PRENTICE: Can I just drill into that just one level more? At the risk of stereotyping evangelicals, how is it possible that someone can support someone… when most of us recognize that the person who's whispering in their ear is not telling them anything that he believes?

MARTIN: So there's a lot of research in political science. This is not actually my research that says that most people believe that they think about their political candidates the way that a banker thinks about investments, that they look at the issues and they think carefully, and they make a selection. But when we really interview and do focus groups and do surveys with voters, the truth is that we think about our candidates the way we think about our football teams. We either root for Boise State or we root for San Diego State. We either root for the Green Bay Packers or we root for the Chicago Bears. And so people are actually more willing to change their mind about a policy issue without realizing it. Then they're willing to change their mind about their party. And so we're often looking for reasons to we'll deal with the cognitive dissonance by slipping in ways that we may not realize. I liken this with my students to, again, to use the football analogy, sometimes we find out that a football quarterback is not a very good person. Right. Right. But we find ways to believe that that person is reformed. Right. We send them for three weeks to some sort of reform center or to therapy. And then we hope that that makes it okay because we don't want to stop rooting for that team. Right. And so it's the same thing with our candidates, unfortunately.

PRENTICE: Blind faith.

MARTIN: We may know in our guts that our quarterback is not a great person, but we don't want to stop rooting for the for the Broncos. We don't want to stop rooting for the Bears. We may know in our guts that our candidate is not good, but we don't want to vote for the other side. And so, we tell ourselves that we are. And it's my least favorite phrase in politics. One of the most denigrating things we've done in the American public sphere is allow ourselves to move into a conversation where we say, I'm going to choose the lesser of two evils, instead of believing that we actually have individuals who mean to serve our nation and do good.

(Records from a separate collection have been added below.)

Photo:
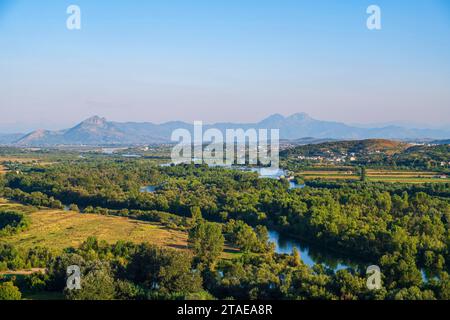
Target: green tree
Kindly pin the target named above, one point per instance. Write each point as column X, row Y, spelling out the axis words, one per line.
column 8, row 291
column 207, row 241
column 97, row 283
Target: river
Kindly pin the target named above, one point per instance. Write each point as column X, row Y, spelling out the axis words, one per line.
column 311, row 255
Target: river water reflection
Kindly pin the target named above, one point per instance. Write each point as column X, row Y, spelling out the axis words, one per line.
column 311, row 255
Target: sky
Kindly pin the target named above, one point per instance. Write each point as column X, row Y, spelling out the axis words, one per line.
column 223, row 60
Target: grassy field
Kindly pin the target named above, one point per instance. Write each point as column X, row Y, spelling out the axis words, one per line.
column 375, row 175
column 57, row 229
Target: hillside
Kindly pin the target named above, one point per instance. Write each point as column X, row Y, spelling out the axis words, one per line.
column 99, row 131
column 357, row 147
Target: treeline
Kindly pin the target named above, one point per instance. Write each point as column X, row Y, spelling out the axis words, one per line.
column 128, row 271
column 403, row 229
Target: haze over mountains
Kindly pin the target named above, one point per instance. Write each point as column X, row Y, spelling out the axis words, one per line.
column 99, row 131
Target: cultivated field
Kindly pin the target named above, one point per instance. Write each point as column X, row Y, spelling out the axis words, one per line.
column 58, row 229
column 375, row 175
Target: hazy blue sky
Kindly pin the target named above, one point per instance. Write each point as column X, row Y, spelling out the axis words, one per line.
column 223, row 60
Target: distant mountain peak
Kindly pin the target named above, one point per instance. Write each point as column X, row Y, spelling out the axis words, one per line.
column 300, row 116
column 274, row 117
column 95, row 120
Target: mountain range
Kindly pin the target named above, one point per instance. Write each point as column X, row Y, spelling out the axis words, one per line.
column 99, row 131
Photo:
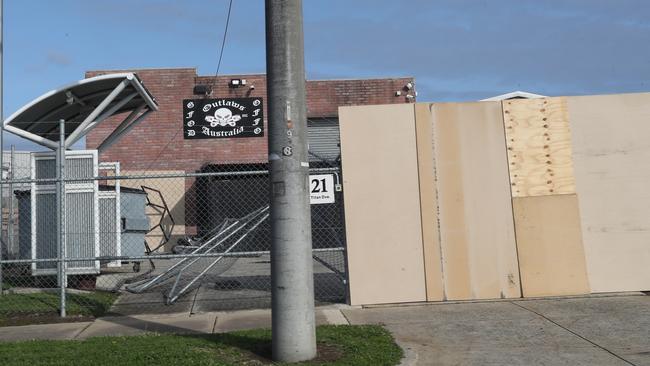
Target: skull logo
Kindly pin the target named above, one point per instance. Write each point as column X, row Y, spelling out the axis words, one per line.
column 223, row 117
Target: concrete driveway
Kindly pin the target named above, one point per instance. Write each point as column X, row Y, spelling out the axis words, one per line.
column 612, row 330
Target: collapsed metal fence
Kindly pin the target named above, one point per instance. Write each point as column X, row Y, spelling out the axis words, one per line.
column 150, row 243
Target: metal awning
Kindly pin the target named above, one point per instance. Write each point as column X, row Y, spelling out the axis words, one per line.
column 82, row 106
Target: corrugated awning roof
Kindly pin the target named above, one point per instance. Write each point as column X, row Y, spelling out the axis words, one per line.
column 83, row 105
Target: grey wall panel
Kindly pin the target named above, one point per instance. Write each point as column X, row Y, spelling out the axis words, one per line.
column 80, row 228
column 324, row 139
column 107, row 226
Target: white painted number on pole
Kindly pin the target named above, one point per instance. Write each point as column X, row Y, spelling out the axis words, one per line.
column 321, row 189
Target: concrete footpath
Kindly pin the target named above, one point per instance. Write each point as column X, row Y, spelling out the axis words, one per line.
column 594, row 330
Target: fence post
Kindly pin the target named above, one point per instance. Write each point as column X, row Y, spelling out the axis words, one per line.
column 10, row 217
column 2, row 129
column 60, row 214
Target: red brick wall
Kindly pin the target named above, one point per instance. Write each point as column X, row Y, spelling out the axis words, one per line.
column 157, row 143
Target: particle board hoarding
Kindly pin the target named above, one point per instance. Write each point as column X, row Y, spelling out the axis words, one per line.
column 611, row 151
column 477, row 235
column 539, row 146
column 549, row 242
column 382, row 204
column 428, row 202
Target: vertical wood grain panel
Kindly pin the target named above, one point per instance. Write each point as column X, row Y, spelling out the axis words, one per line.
column 382, row 204
column 549, row 240
column 611, row 152
column 428, row 202
column 539, row 146
column 475, row 208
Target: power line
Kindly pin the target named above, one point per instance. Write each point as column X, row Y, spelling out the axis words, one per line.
column 223, row 41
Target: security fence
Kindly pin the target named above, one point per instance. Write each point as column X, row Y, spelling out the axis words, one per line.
column 125, row 243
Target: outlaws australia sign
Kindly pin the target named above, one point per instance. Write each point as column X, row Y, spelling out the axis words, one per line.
column 222, row 118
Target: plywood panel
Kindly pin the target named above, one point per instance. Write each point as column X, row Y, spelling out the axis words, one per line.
column 549, row 241
column 611, row 147
column 428, row 202
column 539, row 146
column 382, row 204
column 475, row 210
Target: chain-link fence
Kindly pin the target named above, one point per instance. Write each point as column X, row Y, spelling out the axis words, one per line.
column 127, row 243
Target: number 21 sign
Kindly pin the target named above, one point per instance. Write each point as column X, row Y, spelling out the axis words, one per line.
column 321, row 189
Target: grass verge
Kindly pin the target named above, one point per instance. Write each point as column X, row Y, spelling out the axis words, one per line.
column 338, row 345
column 43, row 307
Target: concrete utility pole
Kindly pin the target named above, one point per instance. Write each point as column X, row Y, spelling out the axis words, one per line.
column 293, row 328
column 2, row 152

PRENTICE: Monica Church, On any given week. I am curious how many times people might ask you …friends and strangers alike…given the acceleration of some of the often unbelievable things that happen in our nation's capital, “What would the late Senator Frank Church think? What would your grandfather think about all that is happening to democracy?”

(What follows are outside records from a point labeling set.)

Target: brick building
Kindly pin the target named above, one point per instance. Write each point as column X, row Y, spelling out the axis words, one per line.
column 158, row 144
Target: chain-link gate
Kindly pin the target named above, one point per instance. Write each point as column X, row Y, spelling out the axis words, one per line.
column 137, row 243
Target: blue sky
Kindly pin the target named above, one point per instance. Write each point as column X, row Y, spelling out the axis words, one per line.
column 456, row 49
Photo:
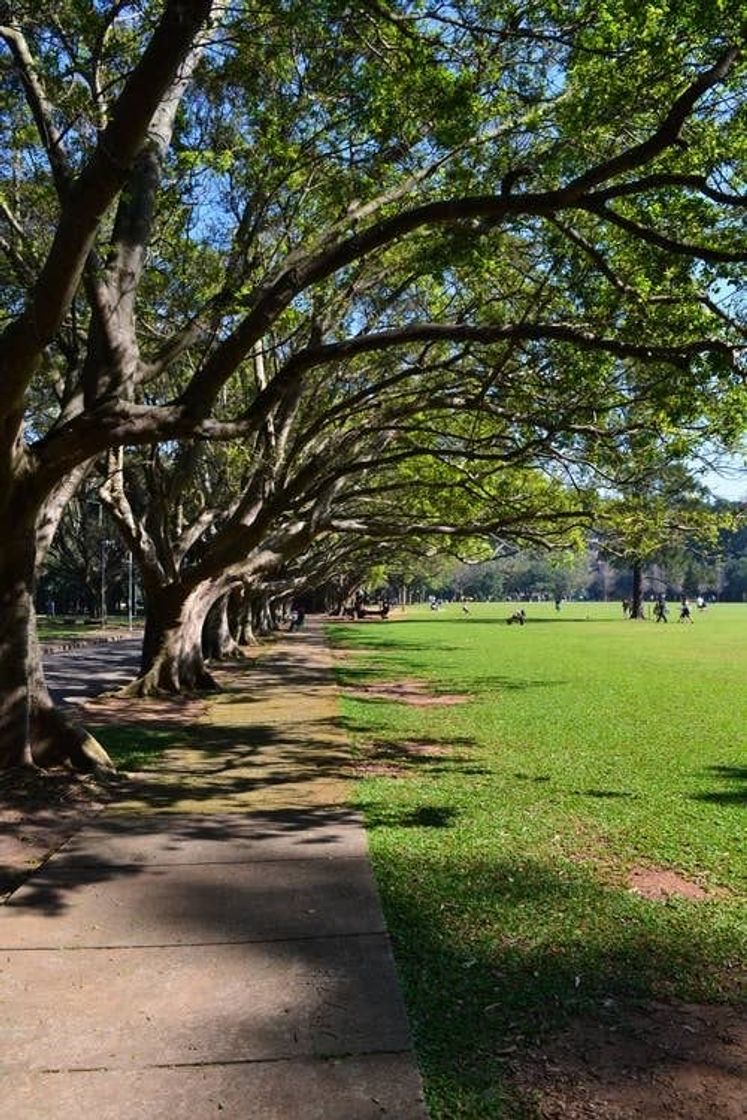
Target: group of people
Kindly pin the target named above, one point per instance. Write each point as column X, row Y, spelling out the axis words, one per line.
column 661, row 608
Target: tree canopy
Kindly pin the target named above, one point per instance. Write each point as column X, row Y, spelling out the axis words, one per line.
column 361, row 240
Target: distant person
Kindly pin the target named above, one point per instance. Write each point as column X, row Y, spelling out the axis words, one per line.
column 661, row 609
column 297, row 618
column 684, row 612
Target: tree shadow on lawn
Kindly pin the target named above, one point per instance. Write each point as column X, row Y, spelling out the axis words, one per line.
column 734, row 776
column 474, row 686
column 498, row 955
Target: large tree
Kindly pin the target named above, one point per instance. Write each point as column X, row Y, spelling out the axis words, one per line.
column 189, row 180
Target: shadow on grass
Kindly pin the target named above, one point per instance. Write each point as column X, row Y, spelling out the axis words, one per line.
column 735, row 777
column 496, row 954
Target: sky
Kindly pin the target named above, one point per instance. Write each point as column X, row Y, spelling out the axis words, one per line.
column 730, row 483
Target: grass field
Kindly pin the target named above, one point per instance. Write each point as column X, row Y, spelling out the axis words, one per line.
column 65, row 628
column 505, row 836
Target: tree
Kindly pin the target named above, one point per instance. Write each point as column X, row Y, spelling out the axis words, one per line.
column 551, row 199
column 665, row 516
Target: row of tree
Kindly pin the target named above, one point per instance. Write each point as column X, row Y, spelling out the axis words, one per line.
column 292, row 285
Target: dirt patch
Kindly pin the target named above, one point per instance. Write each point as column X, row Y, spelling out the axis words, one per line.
column 382, row 757
column 409, row 690
column 123, row 711
column 379, row 770
column 660, row 884
column 659, row 1062
column 38, row 813
column 40, row 810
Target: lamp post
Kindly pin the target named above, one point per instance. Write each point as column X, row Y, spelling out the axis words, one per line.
column 104, row 546
column 130, row 590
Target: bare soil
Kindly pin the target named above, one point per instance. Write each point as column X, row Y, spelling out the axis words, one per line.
column 39, row 810
column 408, row 690
column 384, row 758
column 661, row 1061
column 659, row 884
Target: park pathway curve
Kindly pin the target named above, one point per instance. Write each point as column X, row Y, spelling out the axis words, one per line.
column 214, row 945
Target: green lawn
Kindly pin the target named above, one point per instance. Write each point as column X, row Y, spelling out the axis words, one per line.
column 590, row 746
column 64, row 628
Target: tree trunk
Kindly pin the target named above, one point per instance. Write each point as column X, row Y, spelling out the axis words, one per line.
column 636, row 598
column 33, row 731
column 218, row 643
column 173, row 644
column 245, row 631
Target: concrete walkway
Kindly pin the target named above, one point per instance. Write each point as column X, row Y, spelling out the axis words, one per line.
column 214, row 946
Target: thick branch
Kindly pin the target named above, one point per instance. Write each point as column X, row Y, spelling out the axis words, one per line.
column 90, row 197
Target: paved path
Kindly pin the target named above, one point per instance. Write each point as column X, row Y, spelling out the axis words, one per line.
column 84, row 672
column 215, row 946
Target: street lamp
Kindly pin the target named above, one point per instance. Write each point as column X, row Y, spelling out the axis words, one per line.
column 130, row 591
column 104, row 546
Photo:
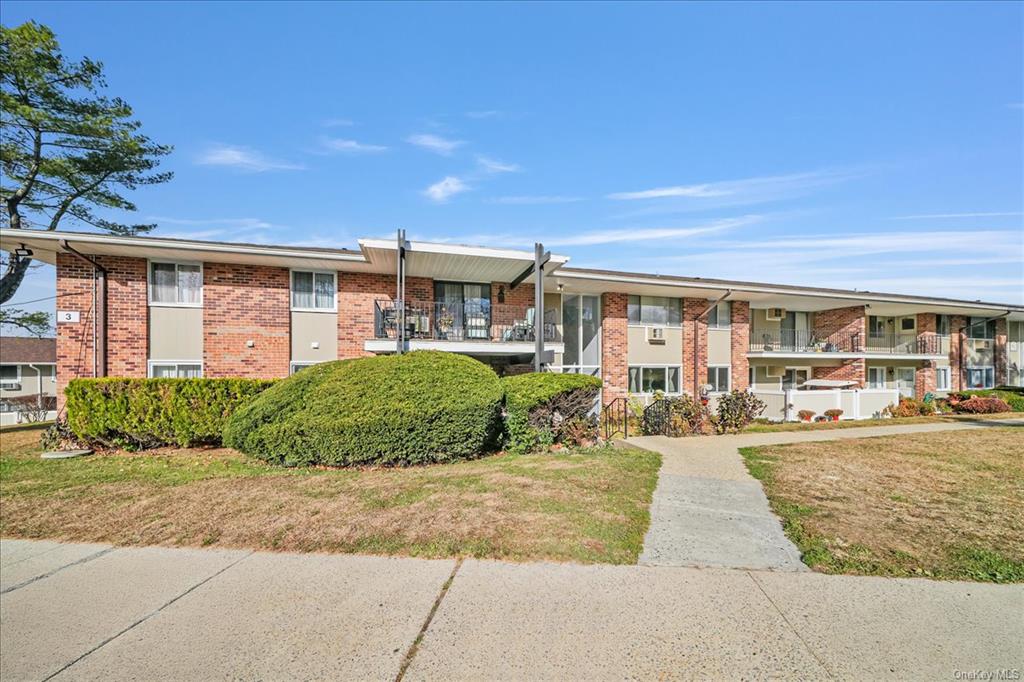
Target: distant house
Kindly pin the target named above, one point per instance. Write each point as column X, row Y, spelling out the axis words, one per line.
column 28, row 376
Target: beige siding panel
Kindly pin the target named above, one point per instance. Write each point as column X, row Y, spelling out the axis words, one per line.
column 310, row 328
column 642, row 351
column 175, row 333
column 719, row 346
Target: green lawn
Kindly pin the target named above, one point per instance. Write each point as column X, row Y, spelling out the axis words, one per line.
column 944, row 505
column 588, row 505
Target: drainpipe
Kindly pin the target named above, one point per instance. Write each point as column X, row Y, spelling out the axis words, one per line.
column 696, row 341
column 960, row 341
column 98, row 326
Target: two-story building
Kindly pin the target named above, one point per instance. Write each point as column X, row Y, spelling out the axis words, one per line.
column 142, row 306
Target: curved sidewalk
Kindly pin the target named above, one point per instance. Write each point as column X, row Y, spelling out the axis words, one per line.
column 709, row 511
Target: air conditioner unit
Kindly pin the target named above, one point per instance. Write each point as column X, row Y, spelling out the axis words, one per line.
column 655, row 335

CHURCH: I am asked often what would my grandfather, Frank Church or my maternal grandfather, Cecil Andrus, do in these trying times? And I would say that both would be remiss by the media's continued attempt to pit us against each other. I recently spoke at a conference in Stanley where people ask me the same question, and I reminded the people sitting in that audience that while people constantly come up to me and say, Oh, I wish, you know, Cecil was still governor or I wish Senator Church was still a senator, that they in their hearts know what it means to be a good politician. And so, to that point, if you know what it means to be a good politician, then you must follow that follow those values in electing good politicians. Or my call to my students and my call to, you know, people that come to our Frank Church conference, you yourself run for office. If you remember a time in which you believed in politicians, if you know what it means to be a, you know, a good denizen of this democracy, then follow that. Follow it in your voting. Follow it in your research, follow it in your own lives, and either run for office or elect the people that represent the values and the principles that Senator Church did, Governor Andrews did or BethIne Church did.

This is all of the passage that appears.